How would you describe your copywriter?

  1. Some English major you bring in as an implementer at the last minute to make sure your messaging is basically grammatically correct.
  2. You don’t have one; everyone at your company pitches in on marketing and sales copy.
  3. Some junior person at your high-priced agency whom you’ve never seen.
  4. Someone in-house or outsourced who is part of your marketing team and spends at least 50 percent of his or her account time writing.

If you picked “1,” you’re not alone. I run into this attitude frequently. Someone has a message. They want to communicate that message, whether through press releases, Web copy, e-mail campaigns or whatever. They (think) they need someone to just “make it look pretty.”

losmanGoing down this road, however, is like owning a football team, hiring your coaches to devise an offensive plan, and hiring a quarterback on game day to execute this plan. I foresee a plethora of missed snaps, fumbles, botched hand-offs, and interceptions.

Too dramatic? Hardly. A good copywriter is more than a simple implementer. He or she needs to be completely in-tune to your products, services, markets, competition, story, challenges and goals to be the most informative and persuasive.

A good copywriter also will have ideas on how your message needs to be communicated…and disseminated.

If you picked “2,” you’re also not alone. Many small companies–especially in this economic climate–are trying to save money everywhere they can.

I would argue, however, that if you don’t have one person–in-house or outsourced–writing most of your high-level messaging, you’re doing yourself a major disservice. Your marketing manager is likely wearing many hats. He or she does not have time to craft all of the copy–or even spend the time on your copy that it needs. In addition, if everyone from your CIO to CEO are crafting external communications, what kind of centralized message do you really think you’re putting out?

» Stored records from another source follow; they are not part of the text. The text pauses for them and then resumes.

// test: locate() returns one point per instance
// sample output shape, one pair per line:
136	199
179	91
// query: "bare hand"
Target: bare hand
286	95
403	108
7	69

And option 3? Well, this is also common. You spend tons of money on a PR or marketing agency. And then someone–quite often someone who has a great pen but very little business experience–is tasked at the 11th hour to implement the messaging that everyone else has come up with.

As you can imagine, I also hate this approach. Any agency worth its salt needs to have the copywriter present at your messaging and strategy meetings. Otherwise, there will be–repeat will be–a major disconnect in that implementation.

This approach can cost more hours on the back-end fixing problems. Would you rather spend money on a good product…or fixing a bad product?

Alas, for those of you who picked “4,” congrats! This is the way any company–from start-up to Fortune 500–should approach marketing.

If you don’t have the budget to pay a physical agency or someone in-house to concentrate on copywriting, there are alternatives: Independent contractors or virtual agencies you bring in on a project basis.

With both of these alternatives, you’re maximizing savings. And–usually–the quality of your marketing collateral. These are professionals who can make it on their own. They’re not trying to climb the corporate ladder. They enjoy writing and consulting.

They’re entrepreneurs.

They live and die with each client.

If you do have an in-house copywriter, or have a relationship with an agency or independent contractor, I recommend you “CC” your writer on any important issues going on at your company. The content he or she produces will be that much better as a result.

I also recommend you find a good writer early on in your marketing strategy phase.

Your writer ought to be a core part of your messaging machine. Not an afterthought.